No que parece ser o enredo de um filme de ficção científica, cientistas confirmam que as placas tectônicas que compõem a África estão se separando. Este fenômeno, conhecido como "rifting" continental, não é novo na história da Terra — foi assim que a América do Sul se separou da África, criando o Oceano Atlântico. Agora, testemunhamos o início de um processo semelhante em tempo real.
O epicentro desta transformação é o Sistema de Rifte da África Oriental (EARS, na sigla em inglês), uma das maiores e mais ativas zonas de fenda continental do mundo. Estendendo-se por mais de 3.500 quilômetros, desde o Golfo de Áden, no norte, até Moçambique, no sul, esta vasta depressão geológica é a manifestação visível da lenta, mas implacável, separação da Placa Africana em duas novas placas: a Placa Núbia (a maior parte do continente) e a Placa Somali (o Chifre da África).

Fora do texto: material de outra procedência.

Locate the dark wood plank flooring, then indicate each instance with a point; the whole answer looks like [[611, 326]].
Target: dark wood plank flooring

O que está acontecendo sob a superfície?
A crosta terrestre não é uma casca sólida e contínua, mas sim um quebra-cabeça de placas tectônicas que flutuam sobre o manto semi-fluido do planeta. Impulsionadas por correntes de convecção de rocha derretida (magma), essas placas estão em constante movimento, colidindo, deslizando umas sobre as outras ou, como no caso africano, se afastando.No Rifte da África Oriental, o motor por trás da separação é uma enorme pluma de magma superaquecido que sobe do manto, empurrando e afinando a litosfera (a camada rígida externa da Terra). Esse processo estica a crosta, causando fraturas, terremotos e intensa atividade vulcânica. O resultado é a formação de um vale profundo, o Vale do Rift, que se alarga a uma taxa de poucos milímetros a centímetros por ano — um ritmo comparável ao crescimento das unhas humanas, mas que em escala geológica é extraordinariamente rápido.

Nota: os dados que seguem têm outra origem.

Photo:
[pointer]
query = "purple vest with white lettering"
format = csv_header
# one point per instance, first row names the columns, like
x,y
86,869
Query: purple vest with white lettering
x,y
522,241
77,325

Um dos pontos mais ativos e geologicamente significativos deste sistema é a Depressão de Afar, ou Triângulo de Afar, uma região que abrange partes da Etiópia, Eritreia e Djibuti. Este local é um "ponto de junção tripla", onde as placas Núbia, Somali e Arábica se encontram e se afastam, tornando-o um dos lugares mais quentes e geologicamente instáveis da Terra. É aqui que os cientistas podem observar em terra firme processos que normalmente ocorrem nas profundezas dos oceanos.
Evidências Visíveis de um Continente em Divisão
Embora o processo leve milhões de anos para se completar, seus efeitos já são visíveis. Em 2005, o mundo geológico voltou sua atenção para a Etiópia quando uma fissura de 60 quilômetros de comprimento e até 8 metros de largura se abriu no deserto de Afar em apenas dez dias, um evento desencadeado por uma erupção vulcânica. Mais recentemente, em 2018, uma grande rachadura surgiu subitamente no sudoeste do Quênia, cortando uma rodovia e forçando a evacuação de famílias.Esses eventos dramáticos são a prova cabal de que as forças tectônicas estão ativamente remodelando a paisagem. À medida que o vale afunda, ele acabará por atingir uma altitude abaixo do nível do mar. Nesse ponto, as águas do Mar Vermelho e do Golfo de Áden inundarão a depressão, criando um novo mar estreito que, com o tempo, se alargará para formar um vasto oceano.
Um Novo Mapa para o Mundo
A concretização deste evento geológico irá redesenhar radicalmente o mapa da África e do mundo. Países que hoje não têm acesso ao mar, como Uganda, Ruanda, Burundi e Zâmbia, poderão ganhar um litoral. Nações como Quênia, Etiópia e Tanzânia seriam divididas, com uma parte no continente principal e outra em uma nova massa de terra, uma espécie de "Ilha Africana" gigante, comparável em tamanho a Madagascar.A formação de um novo oceano terá implicações profundas não apenas para a geografia, mas também para os ecossistemas, o clima e até mesmo para a geopolítica e o comércio global, com o surgimento de novas rotas marítimas.
Embora a humanidade possa não estar aqui para velejar no "Oceano Africano", o estudo do Rifte da África Oriental oferece uma oportunidade única para compreender as forças fundamentais que moldaram nosso planeta por bilhões de anos e que continuam a transformá-lo diante de nossos olhos. Estamos testemunhando, em câmera lenta, o nascimento de um oceano.